Il serait donc l'heure de remettre sereinement...
Le président. Il vous faut conclure, Monsieur le député !
M. Christian Brunier. Je conclus, Monsieur le président ! Il serait l'heure de remettre sereinement - je dis bien: «sereinement» - de l'ordre dans l'institution scolaire, de la valoriser et de lui donner les moyens suffisants pour atteindre ses objectifs. Certains préfèrent aujourd'hui refuser le budget du canton, qui pourtant renforçait le milieu scolaire, et transformer l'école en un véritable boulevard du populisme pour sauver leur parti au bord de la disparition ! Espérons que ce ne seront pas les élèves qui payeront de nouveau l'addition ! (Applaudissements.)
Mme Caroline Bartl (UDC). Que la note valorise ou sanctionne, elle est universelle et claire. C'est un point de repère compréhensible de tous, qui permet à l'enfant de se situer avec précision. Nous sommes à une époque où l'on insiste pour donner des repères aux enfants. Il serait donc insensé d'enlever aux enseignants, parents et enfants cet outil qui permet de savoir où ils en sont. C'est pour cette raison que de simples appréciations et des apprentissages sur quatre ans les laisseraient dans le flou. Si l'on dilue ces derniers sur une aussi grande période, des fossés et des inégalités se creuseront entre élèves et probablement ne répondront-ils pas tous aux réelles conditions de passage d'une classe à l'autre. Nous vivons dans une société multiculturelle; je me demande donc comment des familles non francophones pourraient comprendre des termes tels que «pas satisfaisant», «n'a pas atteint l'objectif» ou «en voie d'acquisition». Peut-être que l'évaluation est moins punitive que la note, mais toujours est-il que ce principe se caractérise par un manque de clarté évident, car il ne permet pas de connaître le niveau réel de l'enfant. En supprimant les notes et le passage certifié d'une année à l'autre, on ne supprime pas l'échec scolaire, on ne fait que le masquer. De plus, je pense que le redoublement d'une classe est positif, car il permet à l'élève de combler ses lacunes. Comme bien d'autres, cette volonté de supprimer les notes et d'instaurer des cycles de quatre ans est une réforme hâtive et désordonnée, qui aggravera la baisse des exigences scolaires et le dysfonctionnement de la structure scolaire.
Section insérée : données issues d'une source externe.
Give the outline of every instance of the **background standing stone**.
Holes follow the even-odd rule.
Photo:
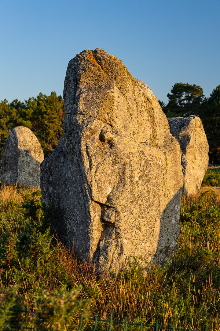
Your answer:
[[[208,145],[202,121],[194,115],[168,118],[170,132],[179,143],[184,176],[183,192],[198,193],[208,164]]]
[[[44,159],[37,137],[29,129],[17,126],[6,139],[0,162],[2,184],[40,186],[40,165]]]
[[[70,61],[64,97],[63,136],[40,172],[44,201],[64,209],[58,236],[113,271],[129,256],[163,264],[178,247],[183,177],[156,98],[98,48]]]

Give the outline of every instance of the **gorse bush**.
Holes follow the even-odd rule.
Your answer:
[[[220,186],[220,168],[207,169],[202,183],[202,186]]]
[[[4,308],[0,307],[0,330],[11,330],[13,325],[29,328],[37,326],[38,329],[53,331],[66,330],[76,313],[82,311],[85,315],[88,308],[88,302],[79,299],[80,288],[68,291],[65,287],[54,291],[39,290],[32,296],[33,313],[20,311],[26,311],[26,307],[16,287],[4,289],[0,293],[4,304]]]
[[[89,301],[88,313],[92,316],[97,313],[99,317],[106,319],[112,314],[113,319],[124,320],[127,316],[130,322],[141,316],[149,324],[158,319],[165,326],[174,321],[178,327],[185,328],[191,323],[197,330],[204,330],[205,324],[209,329],[219,329],[219,196],[207,192],[196,197],[183,196],[179,247],[171,265],[149,263],[143,271],[141,257],[130,257],[129,267],[117,275],[100,271],[99,265],[79,262],[73,252],[57,240],[50,217],[54,212],[62,212],[53,208],[47,210],[37,190],[2,186],[0,191],[0,281],[3,292],[10,284],[17,286],[19,304],[43,312],[40,303],[46,295],[47,309],[52,311],[52,307],[62,301],[62,291],[67,294],[74,291],[74,291],[80,290],[75,302]],[[64,285],[66,289],[62,290]],[[66,297],[64,303],[68,300]],[[80,304],[76,307],[81,309]],[[81,304],[84,309],[85,303]],[[66,315],[62,308],[57,308],[58,315],[64,317],[53,330],[60,329],[61,324],[62,327],[77,329],[79,321],[73,314],[71,305],[69,308]],[[48,325],[41,315],[41,325]],[[104,329],[102,325],[99,324],[99,329]],[[83,327],[92,329],[94,323],[87,321]],[[119,327],[114,326],[115,330]]]

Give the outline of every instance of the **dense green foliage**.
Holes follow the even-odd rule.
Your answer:
[[[129,267],[117,276],[78,261],[55,240],[49,226],[53,211],[44,205],[39,191],[2,187],[0,210],[0,283],[3,292],[10,284],[19,284],[19,304],[32,309],[34,296],[40,298],[37,308],[45,294],[44,302],[49,306],[53,293],[62,296],[57,291],[62,284],[70,291],[81,284],[80,297],[90,301],[92,316],[112,313],[117,320],[128,316],[129,321],[142,316],[149,323],[158,319],[165,326],[174,321],[178,327],[191,322],[196,329],[204,330],[206,324],[219,329],[220,197],[213,193],[183,197],[179,248],[171,265],[149,263],[143,274],[141,257],[131,257]],[[68,324],[62,323],[64,328]],[[84,329],[93,327],[87,322]]]
[[[220,164],[220,85],[205,101],[201,118],[209,146],[209,160]]]
[[[202,186],[220,186],[220,167],[207,169]]]
[[[24,103],[17,99],[9,104],[0,102],[0,157],[5,140],[16,126],[31,130],[38,139],[45,157],[56,147],[63,135],[64,102],[55,92],[47,96],[40,93]]]
[[[199,115],[201,105],[204,100],[203,89],[200,86],[188,83],[176,83],[167,94],[169,102],[163,107],[164,111],[168,117],[190,115]]]
[[[167,96],[169,101],[166,105],[159,101],[167,117],[199,116],[208,140],[209,162],[220,164],[220,85],[206,98],[201,86],[176,83]]]

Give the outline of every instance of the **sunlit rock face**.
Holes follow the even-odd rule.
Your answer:
[[[168,119],[171,132],[182,151],[183,192],[187,195],[196,194],[208,165],[208,145],[202,121],[194,115]]]
[[[162,264],[178,247],[179,143],[148,86],[104,50],[69,62],[63,135],[42,164],[53,226],[80,259],[114,271],[129,256]]]
[[[40,165],[44,159],[34,134],[25,126],[16,126],[4,145],[0,163],[2,184],[39,187]]]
Les personnes militant pour une école qui veut corriger les inévitables différences entre élèves prônent le droit à la réussite en valorisant le bien-être au détriment du savoir tout court. En préconisant réforme sur réforme, l'Instruction publique fuit l'enseignement, aggrave l'illettrisme et dévalue les diplômes. Ce désastreux bilan, elle seule le conteste.
L'UDC soutiendra donc les initiants, mais regrette que le Conseil d'Etat, confronté à une critique justifiée, décide de jouer la prolongation avec un contre-projet qui sera voté en 2006. (Applaudissements.)
Le président. Je rappelle à toutes fins utiles que nous sommes en débat de préconsultation concernant uniquement la recevabilité.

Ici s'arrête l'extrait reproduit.